Entretanto, o quitute tradicional que deixava a todos com agua na boca era o "Pig Foot", preparado por uma negra de grande estatura e voz rouca e pesada que durante 16 anos vendeu as famosas "pernas de porco" em frente ao popular salão San Juan Hill e com isso tornou-se dona de uma grande soma de dinheiro no Banco do Harlem.

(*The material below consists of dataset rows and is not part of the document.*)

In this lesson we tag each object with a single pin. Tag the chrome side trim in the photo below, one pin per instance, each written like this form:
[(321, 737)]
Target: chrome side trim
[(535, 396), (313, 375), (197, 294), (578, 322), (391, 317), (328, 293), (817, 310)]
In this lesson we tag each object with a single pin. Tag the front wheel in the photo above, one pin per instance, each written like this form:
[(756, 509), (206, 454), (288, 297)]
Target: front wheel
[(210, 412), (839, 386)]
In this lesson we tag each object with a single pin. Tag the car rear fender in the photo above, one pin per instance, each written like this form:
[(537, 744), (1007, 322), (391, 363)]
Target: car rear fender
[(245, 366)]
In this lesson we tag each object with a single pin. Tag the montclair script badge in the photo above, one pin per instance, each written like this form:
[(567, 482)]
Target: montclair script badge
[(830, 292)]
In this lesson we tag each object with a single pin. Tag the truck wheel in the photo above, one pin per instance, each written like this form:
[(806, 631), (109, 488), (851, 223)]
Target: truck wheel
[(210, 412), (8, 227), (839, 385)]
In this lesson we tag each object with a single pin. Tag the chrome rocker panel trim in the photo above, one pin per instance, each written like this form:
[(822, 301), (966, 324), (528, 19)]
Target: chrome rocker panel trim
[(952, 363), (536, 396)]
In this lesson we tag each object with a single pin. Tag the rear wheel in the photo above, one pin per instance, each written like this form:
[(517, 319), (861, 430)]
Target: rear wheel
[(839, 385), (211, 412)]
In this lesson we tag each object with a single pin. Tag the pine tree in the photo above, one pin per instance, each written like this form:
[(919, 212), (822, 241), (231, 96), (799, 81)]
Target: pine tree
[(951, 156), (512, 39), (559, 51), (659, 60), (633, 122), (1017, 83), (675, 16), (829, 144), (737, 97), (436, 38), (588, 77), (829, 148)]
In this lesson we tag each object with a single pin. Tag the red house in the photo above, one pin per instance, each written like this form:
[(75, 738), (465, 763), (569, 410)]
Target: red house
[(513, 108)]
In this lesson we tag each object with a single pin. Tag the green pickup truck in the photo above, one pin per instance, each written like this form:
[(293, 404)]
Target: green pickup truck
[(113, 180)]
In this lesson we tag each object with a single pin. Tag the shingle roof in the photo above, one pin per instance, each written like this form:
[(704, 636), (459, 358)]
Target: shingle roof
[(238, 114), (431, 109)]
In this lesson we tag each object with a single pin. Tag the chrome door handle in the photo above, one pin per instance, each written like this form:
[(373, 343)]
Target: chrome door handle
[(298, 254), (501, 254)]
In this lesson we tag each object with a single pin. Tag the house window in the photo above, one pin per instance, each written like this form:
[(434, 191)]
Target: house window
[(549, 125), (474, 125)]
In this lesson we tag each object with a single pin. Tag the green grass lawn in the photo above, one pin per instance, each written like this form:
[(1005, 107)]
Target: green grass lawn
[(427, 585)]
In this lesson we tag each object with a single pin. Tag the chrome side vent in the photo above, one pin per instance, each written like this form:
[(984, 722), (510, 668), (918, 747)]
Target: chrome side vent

Apelidada de Pig Foot Mary, tornou-se figura lendaria na historia do jazz com o seu carrinho de bebê e o seu caldeirão onde preparava os quitutes.

Não existe jazzista famoso que não se tenha deliciado com os "pig feet" e os "shorties" (meia porção de bolo de milho) que eram saboreados com as frituras de porco.

"Boogie-woogie"

Sem duvida foram nesses "dias negros" de "parlor socials", "skiffles", "break-downs", "social whist parties", "Strungles", ou house rent stomp", realizados em locais chamados "buffet flats" e ainda com outras dezenas de nomes inventados pelos negros, que floresceu o jazz castiço. Tambem nos prostibulos, nos cafés de fama duvidosa, nos cabarés mais mal frequentados é que ele ganhou fama e se popularizou. Mas nesses "dias negros", aos poucos, os "blues" foram tomando nova forma logo conhecida como "boogie-woogie". Despojavam-se de sua vestimenta mistica e languida, para chegar a um climax de força irresistivel, frenetica, contagiante.

Fruto desses "dias negros" é "Pine Top's Boogie-woogie", de Pine Top Smith, classica obra que tem servido de modelo a outras paginas melodicas concebidas no genero. O pianista e cantor confirmou que "boogie-woogie" significava "dança má". Outros afirmam que "boogie", em "slang" afroestadunidense significa "negro" e que "boogie-woogie" é sinonimo de barrel-house (pequenos cabarés de onde se tirava a cerveja diretamente dos tonéis, barris). Mas o seu maior significado na historia do jazz é a simples imitação do trem que para o negro simbolizou sempre a fuga para a libertação dos dias negros interminaveis.